This Week in Data with Colin Charles 27: Percona Live Tutorials Released and a Comprehensive Review of the FOSDEM MySQL DevRoomColin Charles
Join Percona Chief Evangelist Colin Charles as he covers happenings, gives pointers and provides musings on the open source database community.
Percona Live Santa Clara 2018 update: tutorials have been announced. The committee rated over 300+ talks, and easily 70% of the schedule should go live next week as well. In practice, then, you should see about 50 talks announced next week. There’s been great competition: we only have 70 slots in total, so about 1 in 5 talks get picked — talk about a competitive ratio.

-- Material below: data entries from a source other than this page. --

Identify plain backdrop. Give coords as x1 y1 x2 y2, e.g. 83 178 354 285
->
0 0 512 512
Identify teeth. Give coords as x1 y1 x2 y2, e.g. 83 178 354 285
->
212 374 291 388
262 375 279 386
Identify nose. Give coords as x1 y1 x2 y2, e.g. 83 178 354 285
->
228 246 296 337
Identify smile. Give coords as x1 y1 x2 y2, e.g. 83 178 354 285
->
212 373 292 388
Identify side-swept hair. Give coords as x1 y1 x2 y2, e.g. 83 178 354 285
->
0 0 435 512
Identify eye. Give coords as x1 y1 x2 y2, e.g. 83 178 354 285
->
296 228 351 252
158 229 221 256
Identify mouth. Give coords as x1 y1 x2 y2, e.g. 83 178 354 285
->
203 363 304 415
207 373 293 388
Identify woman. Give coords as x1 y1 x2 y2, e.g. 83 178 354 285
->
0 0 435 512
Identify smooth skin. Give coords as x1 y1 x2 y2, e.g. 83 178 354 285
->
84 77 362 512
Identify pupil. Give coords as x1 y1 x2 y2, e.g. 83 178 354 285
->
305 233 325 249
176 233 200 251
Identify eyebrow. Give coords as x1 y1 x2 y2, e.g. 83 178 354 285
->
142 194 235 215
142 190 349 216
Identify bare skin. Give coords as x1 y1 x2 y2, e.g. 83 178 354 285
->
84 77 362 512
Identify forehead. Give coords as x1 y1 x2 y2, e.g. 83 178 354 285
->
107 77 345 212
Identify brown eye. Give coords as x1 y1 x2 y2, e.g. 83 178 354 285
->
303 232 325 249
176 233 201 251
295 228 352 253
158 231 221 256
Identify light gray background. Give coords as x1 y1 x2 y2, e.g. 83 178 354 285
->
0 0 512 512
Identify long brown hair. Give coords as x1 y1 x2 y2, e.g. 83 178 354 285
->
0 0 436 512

FOSDEM was truly awesome last week. From a Percona standpoint, we had a lot of excellent booth traffic (being outside of the PostgreSQL room on Saturday, and not too far out from the MySQL room on Sunday). We gave away bottle openers — useful in Brussels with all the beer; we tried a new design with a magnet to attach it to your fridge — stickers, some brochures, but most of all we had plenty of great conversations. There was quite a crowd from Percona, and it was excellent to see the MySQL & Friends DevRoom almost constantly full! A few of us brave souls managed to stay there the whole day, barely with any breaks, so as to enjoy all the talks.
I find the quality of talks to be extremely high. And when it comes to a community run event, with all content picked by an independent program committee, FOSDEM really sets the bar high. There is plenty of competition to get a good talk in, and I enjoyed everything we picked (yes, I was on the committee too). We’ve had plenty of events in the ecosystem that sort of had “MySQL” or related days, but FOSDEM might be the only one that has really survived. I understand we will have a day of some sort at SCALE16x, but even that has been scaled down. So if you care about the MySQL ecosystem, you will really want to ensure that you are at FOSDEM next year.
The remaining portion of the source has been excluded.